Foxx Opening Statement at Hearing to Assess Impacts of COVID-19 on K-12 Education
WASHINGTON, D.C., June 15, 2020
Today, Rep. Virginia Foxx (R-NC), Republican Leader of the Committee on Education and Labor, delivered the following opening statement, as prepared for delivery, at a full committee hearing to examine the impacts of COVID-19 on K-12 education:
"As a former teacher I want to begin by recognizing the teachers and schools for their herculean work this spring to stand up distance learning mechanisms for students, and in some cases, doing so almost overnight. Educators at all levels should be celebrated for their dedication in responding to the coronavirus crisis and going far beyond their normal responsibilities to respond to the needs of their students and communities.
"Just as our teachers are working to overcome the many challenges this global pandemic poses, this nation’s elected officials must also step up and do the job they were elected to do. This means working from D.C. and being physically present like our Founders intended. That is why Committee Republicans are participating in today’s hearing in person from our hearing room. The Republican-invited witness is also with us in the hearing room.

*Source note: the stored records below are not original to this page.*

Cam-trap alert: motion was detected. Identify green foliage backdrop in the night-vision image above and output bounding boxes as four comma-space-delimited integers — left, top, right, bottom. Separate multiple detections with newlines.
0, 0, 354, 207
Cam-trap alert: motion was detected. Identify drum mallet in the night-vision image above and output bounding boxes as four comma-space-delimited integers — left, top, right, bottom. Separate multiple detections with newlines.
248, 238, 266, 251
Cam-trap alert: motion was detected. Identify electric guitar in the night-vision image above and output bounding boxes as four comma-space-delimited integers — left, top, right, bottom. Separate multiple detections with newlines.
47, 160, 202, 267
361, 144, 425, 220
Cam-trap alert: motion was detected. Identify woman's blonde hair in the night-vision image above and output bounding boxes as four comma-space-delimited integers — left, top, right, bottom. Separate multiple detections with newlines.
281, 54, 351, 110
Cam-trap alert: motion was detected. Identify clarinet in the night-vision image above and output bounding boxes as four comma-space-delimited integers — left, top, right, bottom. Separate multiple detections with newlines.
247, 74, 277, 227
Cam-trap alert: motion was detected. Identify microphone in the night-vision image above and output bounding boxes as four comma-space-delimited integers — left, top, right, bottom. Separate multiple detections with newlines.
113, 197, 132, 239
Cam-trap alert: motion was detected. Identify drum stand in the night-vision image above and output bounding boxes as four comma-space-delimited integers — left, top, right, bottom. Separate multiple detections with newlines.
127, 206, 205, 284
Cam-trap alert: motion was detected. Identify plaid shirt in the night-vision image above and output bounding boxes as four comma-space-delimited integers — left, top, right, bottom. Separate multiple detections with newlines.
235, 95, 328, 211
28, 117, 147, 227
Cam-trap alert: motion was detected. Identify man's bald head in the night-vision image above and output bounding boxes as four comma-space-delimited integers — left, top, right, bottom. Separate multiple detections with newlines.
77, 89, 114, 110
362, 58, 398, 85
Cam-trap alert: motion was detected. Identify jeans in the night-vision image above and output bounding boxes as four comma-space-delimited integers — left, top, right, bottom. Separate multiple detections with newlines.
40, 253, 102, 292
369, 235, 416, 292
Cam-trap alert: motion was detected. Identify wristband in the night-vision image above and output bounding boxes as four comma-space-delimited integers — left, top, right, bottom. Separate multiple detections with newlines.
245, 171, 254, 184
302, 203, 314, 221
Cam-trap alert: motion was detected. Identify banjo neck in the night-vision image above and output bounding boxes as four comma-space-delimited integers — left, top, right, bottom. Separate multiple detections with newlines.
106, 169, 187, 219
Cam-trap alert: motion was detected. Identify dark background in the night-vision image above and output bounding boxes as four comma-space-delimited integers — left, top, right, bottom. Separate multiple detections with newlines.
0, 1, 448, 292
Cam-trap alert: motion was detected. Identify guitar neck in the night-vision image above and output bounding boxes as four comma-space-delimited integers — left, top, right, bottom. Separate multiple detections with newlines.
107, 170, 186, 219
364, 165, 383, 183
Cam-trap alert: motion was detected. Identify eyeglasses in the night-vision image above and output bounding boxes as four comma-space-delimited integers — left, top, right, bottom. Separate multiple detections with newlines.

"We can and should be at work here in Washington, and I urge my Democrat colleagues to make that a priority moving forward.

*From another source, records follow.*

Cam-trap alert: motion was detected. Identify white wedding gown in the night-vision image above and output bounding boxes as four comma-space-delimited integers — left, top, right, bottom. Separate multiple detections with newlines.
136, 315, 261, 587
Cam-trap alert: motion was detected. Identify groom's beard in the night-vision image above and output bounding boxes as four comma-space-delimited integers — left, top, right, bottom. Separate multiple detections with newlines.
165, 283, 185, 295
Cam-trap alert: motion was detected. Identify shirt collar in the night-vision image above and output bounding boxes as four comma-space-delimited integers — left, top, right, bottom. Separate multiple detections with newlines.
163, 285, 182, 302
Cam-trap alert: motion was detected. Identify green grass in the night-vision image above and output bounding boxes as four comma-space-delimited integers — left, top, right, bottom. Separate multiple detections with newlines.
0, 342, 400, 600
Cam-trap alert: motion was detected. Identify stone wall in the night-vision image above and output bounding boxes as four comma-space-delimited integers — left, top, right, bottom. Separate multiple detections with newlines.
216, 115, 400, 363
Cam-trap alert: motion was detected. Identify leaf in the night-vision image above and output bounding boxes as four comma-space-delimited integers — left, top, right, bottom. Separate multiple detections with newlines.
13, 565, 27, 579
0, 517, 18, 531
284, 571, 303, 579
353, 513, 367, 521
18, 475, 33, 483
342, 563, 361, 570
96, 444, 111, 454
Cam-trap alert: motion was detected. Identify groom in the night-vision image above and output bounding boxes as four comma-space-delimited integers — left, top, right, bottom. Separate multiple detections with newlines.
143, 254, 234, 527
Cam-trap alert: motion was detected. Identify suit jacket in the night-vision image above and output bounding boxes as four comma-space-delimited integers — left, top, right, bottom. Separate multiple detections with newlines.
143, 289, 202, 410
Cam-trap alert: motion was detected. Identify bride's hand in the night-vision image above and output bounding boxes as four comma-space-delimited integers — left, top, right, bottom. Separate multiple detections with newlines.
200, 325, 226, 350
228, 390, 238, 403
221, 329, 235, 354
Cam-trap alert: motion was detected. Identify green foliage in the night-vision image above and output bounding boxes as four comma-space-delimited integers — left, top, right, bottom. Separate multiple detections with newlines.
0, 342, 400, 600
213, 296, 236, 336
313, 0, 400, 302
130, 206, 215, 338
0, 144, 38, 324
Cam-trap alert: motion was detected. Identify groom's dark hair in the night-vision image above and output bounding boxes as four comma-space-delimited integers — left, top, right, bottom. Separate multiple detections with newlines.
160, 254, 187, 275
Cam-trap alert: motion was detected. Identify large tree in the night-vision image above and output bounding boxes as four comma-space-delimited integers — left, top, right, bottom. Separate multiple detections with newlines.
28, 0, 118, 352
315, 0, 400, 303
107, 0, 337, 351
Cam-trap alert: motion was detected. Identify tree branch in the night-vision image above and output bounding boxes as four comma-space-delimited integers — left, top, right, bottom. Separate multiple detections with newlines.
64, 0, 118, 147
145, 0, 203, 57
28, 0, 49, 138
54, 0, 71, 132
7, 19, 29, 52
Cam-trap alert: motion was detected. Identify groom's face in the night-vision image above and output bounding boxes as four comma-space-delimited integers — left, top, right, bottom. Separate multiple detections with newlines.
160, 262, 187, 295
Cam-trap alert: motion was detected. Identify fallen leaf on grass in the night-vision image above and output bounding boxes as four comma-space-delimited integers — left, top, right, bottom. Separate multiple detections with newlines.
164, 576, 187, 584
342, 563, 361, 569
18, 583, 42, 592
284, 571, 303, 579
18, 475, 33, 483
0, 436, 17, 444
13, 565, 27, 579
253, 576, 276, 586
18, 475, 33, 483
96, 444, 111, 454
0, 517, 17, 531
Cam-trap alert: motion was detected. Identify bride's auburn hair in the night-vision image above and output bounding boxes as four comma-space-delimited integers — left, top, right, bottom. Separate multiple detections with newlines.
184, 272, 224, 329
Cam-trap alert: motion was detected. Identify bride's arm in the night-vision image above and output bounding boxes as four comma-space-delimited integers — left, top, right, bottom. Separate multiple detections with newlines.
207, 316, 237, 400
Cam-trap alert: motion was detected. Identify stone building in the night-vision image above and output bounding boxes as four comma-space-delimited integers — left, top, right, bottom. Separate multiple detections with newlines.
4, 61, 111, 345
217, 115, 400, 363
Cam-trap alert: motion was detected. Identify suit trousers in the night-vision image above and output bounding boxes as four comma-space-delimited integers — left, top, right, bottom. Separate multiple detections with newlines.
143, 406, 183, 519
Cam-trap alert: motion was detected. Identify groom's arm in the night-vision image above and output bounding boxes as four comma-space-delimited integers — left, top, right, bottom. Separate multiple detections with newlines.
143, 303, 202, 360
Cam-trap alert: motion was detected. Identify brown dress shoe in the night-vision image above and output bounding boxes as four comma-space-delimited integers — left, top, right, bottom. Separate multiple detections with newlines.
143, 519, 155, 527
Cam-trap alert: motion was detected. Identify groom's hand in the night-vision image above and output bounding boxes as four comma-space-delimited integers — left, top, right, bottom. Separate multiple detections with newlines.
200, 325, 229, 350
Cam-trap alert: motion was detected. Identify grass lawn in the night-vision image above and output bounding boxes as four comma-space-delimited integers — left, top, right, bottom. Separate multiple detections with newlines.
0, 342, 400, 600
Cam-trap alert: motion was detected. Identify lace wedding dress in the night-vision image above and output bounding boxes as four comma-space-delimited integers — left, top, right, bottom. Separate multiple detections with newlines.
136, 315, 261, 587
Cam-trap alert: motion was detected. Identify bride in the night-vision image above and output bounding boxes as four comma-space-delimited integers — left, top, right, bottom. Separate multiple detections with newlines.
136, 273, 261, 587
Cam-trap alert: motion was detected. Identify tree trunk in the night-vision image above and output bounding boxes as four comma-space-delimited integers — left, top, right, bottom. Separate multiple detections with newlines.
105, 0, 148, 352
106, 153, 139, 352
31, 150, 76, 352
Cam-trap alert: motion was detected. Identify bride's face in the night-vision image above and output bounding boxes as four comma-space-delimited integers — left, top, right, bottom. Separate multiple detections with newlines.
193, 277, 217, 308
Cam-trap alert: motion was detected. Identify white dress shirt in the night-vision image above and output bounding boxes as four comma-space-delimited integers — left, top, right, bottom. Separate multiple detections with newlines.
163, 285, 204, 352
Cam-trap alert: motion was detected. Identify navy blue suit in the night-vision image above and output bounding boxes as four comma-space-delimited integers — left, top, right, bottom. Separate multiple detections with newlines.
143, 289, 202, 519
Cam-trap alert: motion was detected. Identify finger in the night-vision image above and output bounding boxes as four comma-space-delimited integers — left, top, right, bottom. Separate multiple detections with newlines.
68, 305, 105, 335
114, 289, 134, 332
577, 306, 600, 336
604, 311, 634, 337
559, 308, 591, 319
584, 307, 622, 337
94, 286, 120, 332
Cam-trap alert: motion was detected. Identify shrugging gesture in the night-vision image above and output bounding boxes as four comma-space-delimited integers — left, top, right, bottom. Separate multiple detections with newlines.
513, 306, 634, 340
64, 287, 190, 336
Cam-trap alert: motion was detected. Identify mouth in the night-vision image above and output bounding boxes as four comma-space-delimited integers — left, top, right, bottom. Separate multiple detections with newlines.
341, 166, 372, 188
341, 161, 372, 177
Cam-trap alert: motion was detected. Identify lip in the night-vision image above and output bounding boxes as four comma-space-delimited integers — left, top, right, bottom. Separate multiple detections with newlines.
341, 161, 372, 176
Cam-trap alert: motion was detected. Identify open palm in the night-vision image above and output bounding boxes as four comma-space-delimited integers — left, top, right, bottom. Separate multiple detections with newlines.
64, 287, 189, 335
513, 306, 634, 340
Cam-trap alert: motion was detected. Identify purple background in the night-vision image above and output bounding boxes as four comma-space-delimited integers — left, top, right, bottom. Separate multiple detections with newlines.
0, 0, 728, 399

"The coronavirus pandemic has adversely impacted private and public schools alike. An estimated 94 percent of public and private schools closed this spring, impacting approximately 97 percent of the country’s students. All students, including those at traditional public schools, charter schools, and private schools, should have access to the tools they need for lifelong success.
"That is why Congress responded swiftly and enacted the CARES Act, which provided more than $30 billion in emergency education funding to students, schools, institutions, and states.

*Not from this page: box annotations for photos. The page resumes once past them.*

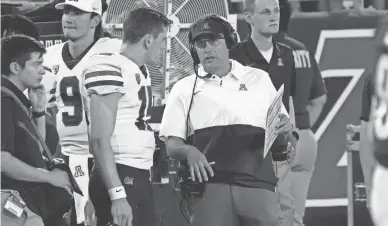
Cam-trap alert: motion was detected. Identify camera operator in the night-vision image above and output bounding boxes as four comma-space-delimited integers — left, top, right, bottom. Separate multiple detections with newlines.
160, 15, 296, 226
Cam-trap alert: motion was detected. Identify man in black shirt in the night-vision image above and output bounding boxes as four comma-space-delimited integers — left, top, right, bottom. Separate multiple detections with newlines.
275, 0, 326, 226
230, 0, 295, 114
1, 35, 72, 224
1, 14, 59, 154
360, 75, 376, 208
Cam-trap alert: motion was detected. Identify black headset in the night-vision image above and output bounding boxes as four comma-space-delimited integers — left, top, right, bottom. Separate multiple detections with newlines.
189, 14, 238, 66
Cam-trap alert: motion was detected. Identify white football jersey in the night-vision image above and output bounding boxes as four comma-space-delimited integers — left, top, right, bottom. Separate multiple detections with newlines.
44, 38, 122, 155
83, 54, 155, 170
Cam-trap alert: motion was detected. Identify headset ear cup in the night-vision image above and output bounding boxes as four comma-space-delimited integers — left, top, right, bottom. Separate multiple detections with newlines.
190, 46, 200, 64
231, 32, 239, 47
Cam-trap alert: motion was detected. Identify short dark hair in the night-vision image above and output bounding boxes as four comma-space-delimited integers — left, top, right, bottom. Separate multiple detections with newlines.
123, 7, 172, 43
90, 0, 111, 40
1, 14, 40, 40
1, 35, 46, 76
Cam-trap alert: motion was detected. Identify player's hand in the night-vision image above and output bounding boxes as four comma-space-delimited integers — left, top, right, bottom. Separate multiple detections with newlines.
276, 114, 292, 135
187, 146, 214, 183
28, 84, 46, 112
48, 169, 73, 196
84, 199, 97, 226
111, 198, 133, 226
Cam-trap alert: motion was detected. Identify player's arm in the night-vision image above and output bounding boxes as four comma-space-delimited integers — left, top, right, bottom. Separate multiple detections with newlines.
360, 75, 375, 195
90, 93, 122, 190
306, 54, 327, 125
159, 81, 214, 182
82, 55, 136, 225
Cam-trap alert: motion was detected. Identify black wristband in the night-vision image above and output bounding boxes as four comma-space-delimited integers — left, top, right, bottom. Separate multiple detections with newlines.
292, 131, 299, 141
32, 111, 46, 118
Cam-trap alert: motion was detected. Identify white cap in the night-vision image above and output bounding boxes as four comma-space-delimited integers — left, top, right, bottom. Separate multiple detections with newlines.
55, 0, 102, 16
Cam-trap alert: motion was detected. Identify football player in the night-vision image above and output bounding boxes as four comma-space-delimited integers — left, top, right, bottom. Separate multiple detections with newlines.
44, 0, 121, 225
82, 8, 171, 226
371, 16, 388, 226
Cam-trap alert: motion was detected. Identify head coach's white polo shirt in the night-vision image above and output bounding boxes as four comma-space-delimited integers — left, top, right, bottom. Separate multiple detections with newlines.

"There has been no evaluation of how $30 billion in hardworking taxpayer money has been spent, yet here we are with Democrats pushing those same taxpayers to dole out more of their hard-earned money at a time when many Americans are being forced to tighten their belts.
"Given the ever-evolving threat COVID-19 poses it would be irresponsible to rush to throw additional funds at a problem we don’t understand fully. Also, some schools have not yet spent the funds they received from the CARES Act. Despite these facts, Democrats are demanding we spend more money.
"Money is not a cure-all solution and it is irresponsible to blindly throw more money at this situation.
"Let’s not forget that history has shown that more spending doesn’t guarantee better outcomes. In fact, per-pupil education spending has increased significantly over the years, but high school seniors aren’t performing any better than they were 30 years ago.
"Congress must first evaluate the impact of the billions of dollars in federal taxpayer education aid already provided through the CARES Act before rushing to further burden taxpayers with additional spending. Demanding additional funds at this time is premature and illogical.
"As we continue to monitor the issues students and schools face, it is within this Committee’s jurisdiction to explore opportunities for long-lasting reforms that will improve the education system for all families. For example, families’ experiences this spring illustrated the inadequacy of the status quo for providing all students the foundation they need for lifelong success.
"I am looking forward to testimony today about what states and school districts are learning from the work done this spring, how they are identifying weaknesses in the educational offerings provided to students, and how they are seeking to address those weaknesses. Superintendent Johnson will talk about the need for more personalized learning so that students’ needs can be identified quickly, and instruction that can be tailored to ensure each student is back on the path to success when school resumes. I hope we hear from others about how they are using these current challenges to question long-held assumptions. We owe it to our educators and students to examine this carefully and legislate with meaningful reform."